Berlin. Erst 28 Jahre nach „Twister“ kommt ein neues Filmdrama über Wirbelwinde: „Twisters“. Der hat auch mehr Tiefgang. Zumindest ein wenig.
Unter den Wetterereignissen im Kino ist der Tornado zweifellos einer der fotogensten: Seine vom Horizont bis zur Wolkendecke reichende Höhe lässt ihn fast wie ein Godzilla-Monster erscheinen, was von der tänzelnden Bewegung nur noch unterstrichen wird. Kaum ein meteorologisches Phänomen eignet sich besser dazu, die Rolle des Bösewichts einzunehmen, bei dessen Bekämpfung sich verschiedenste Helden und Heldinnen bewähren können.
Ahnung und Bauchgefühl für die Wetter-Monster
Jan de Bonts „Twister“ von 1996 machte Wind, Hagel und Sturm denn auch zum zentralen Leinwandgeschehen mit lediglich einem Minimum an Charakter-Story drum herum.

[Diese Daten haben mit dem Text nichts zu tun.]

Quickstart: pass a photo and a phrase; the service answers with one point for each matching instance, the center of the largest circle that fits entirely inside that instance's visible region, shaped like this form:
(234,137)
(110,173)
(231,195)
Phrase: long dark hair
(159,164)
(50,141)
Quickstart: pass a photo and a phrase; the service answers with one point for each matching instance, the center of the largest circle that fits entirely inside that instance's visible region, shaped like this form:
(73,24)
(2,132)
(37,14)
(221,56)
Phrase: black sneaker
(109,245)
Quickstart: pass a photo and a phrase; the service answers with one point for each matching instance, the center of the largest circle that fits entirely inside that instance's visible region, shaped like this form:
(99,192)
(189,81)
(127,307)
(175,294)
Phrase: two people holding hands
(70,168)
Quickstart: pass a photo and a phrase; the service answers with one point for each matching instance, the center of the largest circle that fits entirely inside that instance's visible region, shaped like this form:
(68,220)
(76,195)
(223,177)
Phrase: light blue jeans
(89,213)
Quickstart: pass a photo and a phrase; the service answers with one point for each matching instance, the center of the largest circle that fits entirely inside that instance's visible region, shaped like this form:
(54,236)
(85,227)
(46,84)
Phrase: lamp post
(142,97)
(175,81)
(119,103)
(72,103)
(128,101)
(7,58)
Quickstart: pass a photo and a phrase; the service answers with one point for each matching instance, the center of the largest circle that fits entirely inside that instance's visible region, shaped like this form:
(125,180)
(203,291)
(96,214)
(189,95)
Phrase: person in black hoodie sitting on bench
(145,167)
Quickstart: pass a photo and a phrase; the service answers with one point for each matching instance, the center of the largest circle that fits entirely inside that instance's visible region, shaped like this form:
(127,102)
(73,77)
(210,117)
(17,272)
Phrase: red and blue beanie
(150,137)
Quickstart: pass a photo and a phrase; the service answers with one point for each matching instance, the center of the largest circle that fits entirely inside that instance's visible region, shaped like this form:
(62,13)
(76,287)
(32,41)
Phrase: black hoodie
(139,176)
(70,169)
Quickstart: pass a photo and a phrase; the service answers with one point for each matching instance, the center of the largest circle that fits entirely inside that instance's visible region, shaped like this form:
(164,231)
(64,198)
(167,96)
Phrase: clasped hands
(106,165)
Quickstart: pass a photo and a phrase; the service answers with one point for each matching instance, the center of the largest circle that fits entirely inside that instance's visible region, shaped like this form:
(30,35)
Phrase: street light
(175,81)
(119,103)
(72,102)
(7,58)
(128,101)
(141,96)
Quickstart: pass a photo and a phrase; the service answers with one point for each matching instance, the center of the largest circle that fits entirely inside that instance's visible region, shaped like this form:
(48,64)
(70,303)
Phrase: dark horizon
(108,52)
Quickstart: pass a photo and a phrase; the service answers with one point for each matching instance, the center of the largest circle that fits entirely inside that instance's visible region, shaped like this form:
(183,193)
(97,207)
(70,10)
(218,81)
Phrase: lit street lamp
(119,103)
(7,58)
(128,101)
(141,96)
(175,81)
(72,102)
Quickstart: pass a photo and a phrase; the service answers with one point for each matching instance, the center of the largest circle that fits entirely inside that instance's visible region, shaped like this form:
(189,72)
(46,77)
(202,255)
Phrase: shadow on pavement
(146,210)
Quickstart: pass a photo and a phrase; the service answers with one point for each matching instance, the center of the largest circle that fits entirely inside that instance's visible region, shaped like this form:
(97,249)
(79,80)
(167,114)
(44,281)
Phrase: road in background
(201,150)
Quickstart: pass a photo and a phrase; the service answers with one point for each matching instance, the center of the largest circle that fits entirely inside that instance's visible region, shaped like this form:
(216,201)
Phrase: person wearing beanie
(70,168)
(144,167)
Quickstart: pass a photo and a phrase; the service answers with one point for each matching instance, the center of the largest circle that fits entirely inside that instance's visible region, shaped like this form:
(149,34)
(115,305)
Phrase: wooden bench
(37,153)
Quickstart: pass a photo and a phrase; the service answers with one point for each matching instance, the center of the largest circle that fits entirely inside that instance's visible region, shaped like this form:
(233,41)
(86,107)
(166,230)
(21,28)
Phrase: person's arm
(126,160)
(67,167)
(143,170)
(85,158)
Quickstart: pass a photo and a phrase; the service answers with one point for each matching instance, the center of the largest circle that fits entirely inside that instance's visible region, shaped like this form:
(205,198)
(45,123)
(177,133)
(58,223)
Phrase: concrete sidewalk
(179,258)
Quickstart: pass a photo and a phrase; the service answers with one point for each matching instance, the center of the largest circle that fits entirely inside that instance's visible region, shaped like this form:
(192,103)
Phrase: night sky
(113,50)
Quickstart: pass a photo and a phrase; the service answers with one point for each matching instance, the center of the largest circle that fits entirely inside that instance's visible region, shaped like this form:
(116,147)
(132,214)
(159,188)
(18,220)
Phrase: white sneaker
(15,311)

Dass Helen Hunt und Bill Paxton, zu Beginn des Films kurz vor der Scheidung, doch wieder zusammenfinden würden, war damals schon in der ersten Szene klar. Die ganze Spannung lag darin, wieviel Hausdächer, Autowracks und Strommasten die diversen Windhosen des Films noch mit sich reißen würden.
„Twister“ war seinerzeit ein großer Kassenerfolg. Dass nun erst 28 Jahre später eine Art Sequel ins Kino kommt, liegt weniger am Thema als an technischen Beschränkungen. Die Spezialeffekte zur visuellen Reproduktion eines Tornados sind aufwendig, während andererseits die Verfügbarkeit von Smartphone-Kameras mittlerweile Aufnahmen von ganz realen bedrohlichen Wettererscheinungen in den sozialen Medien zu etwas Alltäglichem gemacht haben.
Lesen Sie auch: Seelenschocker mit Kristen Stewart: „Love Lies Bleeding“
Lee Isaac Chungs „Twisters“ kann sich also nicht mehr allein auf den Thrill der faszinierenden Wetterdarstellung verlassen und setzt darauf, seinen Figuren mehr Tiefe und Konflikt zu verleihen. In der Auftaktsequenz lernt man so den Freundeskreis um Kate (Daisy Edgar-Jones aus „Normal People“) kennen, die im Flachland von Oklahoma den Tornados hinterher jagt. Sie will das Gegenmittel finden und sie unschädlicher machen.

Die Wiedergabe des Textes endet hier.